Architecture and consensus alignments of the eRF3/Hbs1p family. A) A schematic representation of the domain architecture of eRF3 is shown along with B) an alignment of separate consensus sequences for paralogues of eRF3/Hbs1p families. Sixty percent conservation consensus sequences were calculated using the Python program ConsensusFinder (G. Atkinson). Uppercase letters indicate amino acids conserved in > 60% of all examined sequences, and lowercase letters indicate a common amino acid substitution group conserved in > 60% of the sequences. A '.' denotes a position that is universally present but not conserved in sequence, and gaps are denoted by "-". Domains are indicated above the alignment with lines terminating in arrows.
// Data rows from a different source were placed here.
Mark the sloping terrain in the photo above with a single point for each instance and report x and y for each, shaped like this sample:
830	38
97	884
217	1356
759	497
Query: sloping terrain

Other family-specific symbols are as follows. Open grey box: E. octocarinatus eRF1 binding sites [62], filled grey boxes: human eRF1 binding site [11], dashed line: S. pombe eRF1 binding site [61]. Secondary structure is indicated below the alignment for S. pombe eRF3 (PDB accession code 1R5B, [65]) and Sulfolobus solfataricus aEF1A (PDB accession code 1JNY, [92]). Striped blocked are disordered regions with undetermined structure. Other structural designations are as in Figure 1.

Figure 5

Phylogeny of the eRF3/Hbs1p family. The tree shown was derived by Bayesian inference phylogeny based on 395 universally aligned positions of eRF3 and Hbs1p amino acid sequences. The analysis was terminated after 5 million generations, at which point the SDSF was 0.0286, and 500,000 generations were discarded as burn-in. Branch lengths designation, support values and major taxon group designation are as in Figure 4.

Figure 6

Phylogeny of the Hbs1p/Ski7p families. The tree shown was derived by Bayesian inference phylogeny based on 395 universally aligned amino acid positions for Ski7p, Hbs1p, and eRF3 sequences. The tree includes all identified Ski7p sequences. The analysis was terminated after 5 million generations, at which point the SDSF was 0.005, and 500,000 generations were discarded as burn-in. For sequences retrieved as nucleotides and translated into amino acids, the numbers in brackets indicate the start and end coordinates of the genomic DNA that was matched in the TBLASTN search. Branch lengths designation, support values and major taxon group designation are as in Figure 4.

Figure 7

Evolution of mRNA quality control mechanisms. A schematic representation of a proposed scenario for the origin and divergence of components of trGTPase-associated mRNA decay mechanisms in archaea and eukaryotes is shown. Abbreviations indicate decay mechanisms known to function in eukaryotes and potentionally functional in archaea as follows: NSD – nonstop decay, NMD – nonsense-mediated decay, and NGD – no-go decay.